En lisant les commentaires du billet de l’adaptation psy/patient de femmepsy me vient ce sujet qui, depuis longtemps déjà, me désole…
Habituée à l’ingérence de certains médecins dans mon travail, qu’ils se permettent de juger parfois sans en connaître le moindre champ d’intervention, je n’en suis pas pour autant calmée…
Pour moi, il est encore une fois question de la conscience collective : depuis des siècles le médecin, l’instituteur, les gens d’église, les avocats, sont porteurs de LA connaissance, puisqu’ils ont « fait » des études… Tout comme le statut de la femme (ou de l’homme), cette idée est tellement ancrée dans nos consciences qu’il est difficile de s’en défaire…

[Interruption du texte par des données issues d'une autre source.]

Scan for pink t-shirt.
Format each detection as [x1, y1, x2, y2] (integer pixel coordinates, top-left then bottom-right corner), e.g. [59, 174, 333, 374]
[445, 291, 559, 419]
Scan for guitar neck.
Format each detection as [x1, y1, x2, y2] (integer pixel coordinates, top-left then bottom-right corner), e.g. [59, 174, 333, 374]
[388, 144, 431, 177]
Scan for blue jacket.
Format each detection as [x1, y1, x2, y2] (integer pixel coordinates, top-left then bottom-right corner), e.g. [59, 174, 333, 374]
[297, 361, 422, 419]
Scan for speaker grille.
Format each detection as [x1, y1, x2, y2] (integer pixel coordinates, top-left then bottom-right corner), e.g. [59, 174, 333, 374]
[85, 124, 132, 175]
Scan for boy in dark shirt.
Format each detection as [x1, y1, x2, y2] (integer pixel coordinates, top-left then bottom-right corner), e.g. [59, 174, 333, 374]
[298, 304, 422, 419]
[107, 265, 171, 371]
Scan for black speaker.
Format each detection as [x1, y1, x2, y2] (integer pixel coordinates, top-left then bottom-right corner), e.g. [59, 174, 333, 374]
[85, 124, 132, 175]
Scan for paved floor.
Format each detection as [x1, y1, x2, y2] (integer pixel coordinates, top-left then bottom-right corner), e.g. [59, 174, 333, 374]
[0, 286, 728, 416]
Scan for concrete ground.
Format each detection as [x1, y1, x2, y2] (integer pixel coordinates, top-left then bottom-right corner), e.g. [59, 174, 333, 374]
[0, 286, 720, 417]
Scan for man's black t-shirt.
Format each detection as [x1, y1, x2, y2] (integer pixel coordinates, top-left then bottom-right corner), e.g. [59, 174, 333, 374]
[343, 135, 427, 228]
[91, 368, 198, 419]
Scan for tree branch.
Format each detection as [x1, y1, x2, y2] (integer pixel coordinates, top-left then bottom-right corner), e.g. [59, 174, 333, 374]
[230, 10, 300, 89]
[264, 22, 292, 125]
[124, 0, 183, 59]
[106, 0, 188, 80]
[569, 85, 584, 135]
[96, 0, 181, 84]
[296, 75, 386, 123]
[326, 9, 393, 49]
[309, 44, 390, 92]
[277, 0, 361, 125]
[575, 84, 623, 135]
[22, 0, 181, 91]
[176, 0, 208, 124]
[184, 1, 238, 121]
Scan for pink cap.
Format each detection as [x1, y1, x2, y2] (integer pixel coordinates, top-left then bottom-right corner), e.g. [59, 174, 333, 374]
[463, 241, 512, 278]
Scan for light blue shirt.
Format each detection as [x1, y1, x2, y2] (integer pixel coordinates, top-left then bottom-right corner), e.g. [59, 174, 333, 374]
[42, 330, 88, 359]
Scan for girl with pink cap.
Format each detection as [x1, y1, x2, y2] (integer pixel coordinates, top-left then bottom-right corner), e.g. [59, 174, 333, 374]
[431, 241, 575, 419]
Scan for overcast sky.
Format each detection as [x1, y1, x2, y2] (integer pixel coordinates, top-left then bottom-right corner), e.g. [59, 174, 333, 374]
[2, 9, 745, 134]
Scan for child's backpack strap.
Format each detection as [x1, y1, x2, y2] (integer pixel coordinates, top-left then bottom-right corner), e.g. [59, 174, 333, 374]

Et pourtant, ce soir, je dénonce : connaissances spécifiques et supérieures dans certains domaines, OUI ! Preuve d’intelligence ? NON !
Oui, les médecins sont formés dans cette suprématie : ils soignent le corps humain, ils savent, donc il faut les écouter et appliquer à la lettre leurs prescriptions sans se poser de question… Sauf que prescription il y a, justement ! Prescription sur leur non-communication ! Nous sommes tous passés sur les bancs scolaires, donc un tant soit peu éduqués, si ce n’est érudits, en tout cas capables d’entendre et de comprendre que ça va ou que ça ne va pas… Alors il ne devrait plus être question de hiérarchie, d’obéissance aveugle, ou de toute puissance !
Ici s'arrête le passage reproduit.